Все, кто живут, когда-нибудь умирают, и цветы, и люди. Как этот мальчик сочинил когда-то: «Жизнь расцветает, как чудная роза, гаснет, как пламя свечей». Вот и он погас, правда, не успев расцвести.
Осенью 1941 года мама спрашивала в письме: «Не узнали ли что-нибудь о Махаче? Письмо мое должно быть кратко. Поэтому оно может показаться сухим. Но знайте, что сердце мое полно такой безмерной материнской любви, которую не выразить никакими словами» [144]. Сообщить матери у меня не было сил. Я лгала ей в письмах, что Махач в детской колонии, что он жив и здоров, но писать оттуда в связи с войной нельзя. Я не могла сообщить ей еще более страшное, никогда мною не прощенное другому брату и его жене.
В тот день и час военного лета 1941 года, когда я пришла в нашу старую квартиру проститься с прошлым и в доме никого не было, кроме малыша, ползавшего по полу среди разорванных бумаг и фотографий, которые он с удовольствием засовывал в рот, я нашла брачное свидетельство моих родителей — бесценный документ. Я уже писала об этом в самом начале моих воспоминаний, в их первой части. Я подобрала там же две маленькие фотографии моих родителей, явно выпавшие из медальона. Но среди хаоса бумаг (как будто кто-то специально их уничтожал перед бегством) и младенческих луж на полу, где елозил голопузый мой племянник, весь мокрый, я нашла записку, карандашом нацарапанную едва-едва и обращенную младшим братом к старшему. Младший упрекал старшего, почему он так и не пришел его проведать в тюремную больницу. Он тяжело болен — туберкулез. И мне стало ясно, почему старший скрывал от меня ужас, случившийся с младшим. Значит, горячо любимый матерью мальчик умирал в тюремной больнице. Значит, он попал по уголовному делу в тюрьму. И тут я вспомнила, как в свое время старший писал о каком-то приговоре на пять лет заключения, когда «все обошлось». Значит, теперь не обошлось. И что мог наделать горячий, бешеный нравом, в каком-то приступе безумия мой русый мальчик? А тот не пришел, не пришел. Боялся. За кого? За себя, за жену, за своего младенца?
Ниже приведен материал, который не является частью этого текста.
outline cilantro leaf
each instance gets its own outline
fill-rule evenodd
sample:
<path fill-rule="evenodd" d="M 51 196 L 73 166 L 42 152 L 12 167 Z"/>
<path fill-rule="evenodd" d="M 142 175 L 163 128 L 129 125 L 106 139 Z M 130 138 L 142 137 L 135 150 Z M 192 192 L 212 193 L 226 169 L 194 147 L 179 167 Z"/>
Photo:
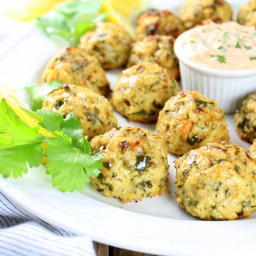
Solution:
<path fill-rule="evenodd" d="M 45 137 L 38 133 L 38 126 L 28 126 L 8 105 L 4 99 L 0 102 L 0 174 L 14 178 L 39 166 L 42 159 L 41 143 Z"/>
<path fill-rule="evenodd" d="M 55 90 L 57 90 L 62 83 L 58 80 L 43 84 L 42 86 L 34 83 L 25 87 L 27 92 L 30 94 L 30 104 L 32 110 L 39 109 L 43 106 L 43 102 L 47 95 Z"/>
<path fill-rule="evenodd" d="M 30 168 L 39 166 L 43 158 L 42 143 L 38 142 L 9 149 L 0 150 L 0 174 L 8 178 L 12 174 L 14 178 L 22 177 L 28 173 L 27 162 Z"/>
<path fill-rule="evenodd" d="M 39 126 L 31 128 L 25 124 L 4 99 L 0 102 L 0 134 L 7 135 L 12 138 L 11 147 L 43 141 L 44 137 L 38 133 L 39 130 Z M 11 146 L 2 145 L 0 149 L 9 148 Z"/>
<path fill-rule="evenodd" d="M 72 139 L 65 135 L 47 143 L 45 156 L 48 163 L 46 173 L 52 175 L 52 185 L 62 192 L 82 189 L 91 176 L 97 177 L 103 167 L 98 162 L 102 158 L 91 156 L 72 146 Z"/>
<path fill-rule="evenodd" d="M 72 114 L 69 113 L 62 121 L 61 126 L 61 130 L 64 134 L 72 139 L 72 146 L 76 147 L 80 138 L 83 137 L 83 130 L 82 128 L 80 120 L 76 119 L 74 115 L 72 115 Z M 90 147 L 89 145 L 89 147 Z M 87 151 L 85 152 L 88 154 Z"/>
<path fill-rule="evenodd" d="M 38 109 L 36 113 L 43 119 L 39 123 L 41 126 L 50 132 L 61 130 L 61 126 L 63 119 L 61 115 L 47 109 Z"/>
<path fill-rule="evenodd" d="M 49 36 L 60 35 L 75 47 L 80 36 L 93 28 L 95 22 L 106 20 L 107 15 L 100 14 L 101 5 L 98 0 L 74 0 L 59 4 L 52 16 L 37 18 L 37 24 Z"/>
А я рыдала на Кузнецком и не знала, что от меня скрывалось. Почему? Я была одинока, и мне нечего было страшиться навестить умирающего в тюремной больнице. Судя по записке, туда пускали родственников. Младший скончался шестнадцати лет [145], а хотел стать писателем и мечтал о встрече с мамой, когда ему будет семнадцать лет, а ее срок окончится в сорок втором.
Но какой-то неведомый страх или небывалая осторожность сказались еще раз, даже в спокойные семидесятые годы, когда Мурат уже занимал важный пост, был известным ученым-криминалистом.
К нему неожиданно обратился известный детский писатель Иосиф Дик. Он вернулся с войны инвалидом, без двух рук, однако нашел в себе силы стать писателем, женился, завел семью. Он умело орудовал своими культяшками за пишущей машинкой, сам сидел за рулем и правил, оказался во всех смыслах личностью необычной. Сын румынского революционера-коммуниста Иона Дическу-Дика, он, когда арестовали в Москве отца, в 14 лет очутился в одном детском доме с Махачом [146], удивился его незаурядности. Через много лет, услышав фамилию Тахо-Годи, узнал телефон, позвонил, решил повидаться с Хаджи-Муратом, рассказать о Махаче, узнать о его судьбе. Мурат не пошел на эту встречу, не пошел на зов. И сам рассказал мне об этом тоже через несколько лет. Что им руководило? Ведь был храбрый солдат, прошел всю войну и на фронте стал членом партии (для сына врага народа это серьезно). Был добрый человек, мягкий, может быть слишком, и отсюда подчинение более сильной воле другого.
Мой же младшенький так и останется в вечности с улыбкой, доверчивым взглядом, с перевязанной рукой и ведерком с рыбками на берегу пруда [147].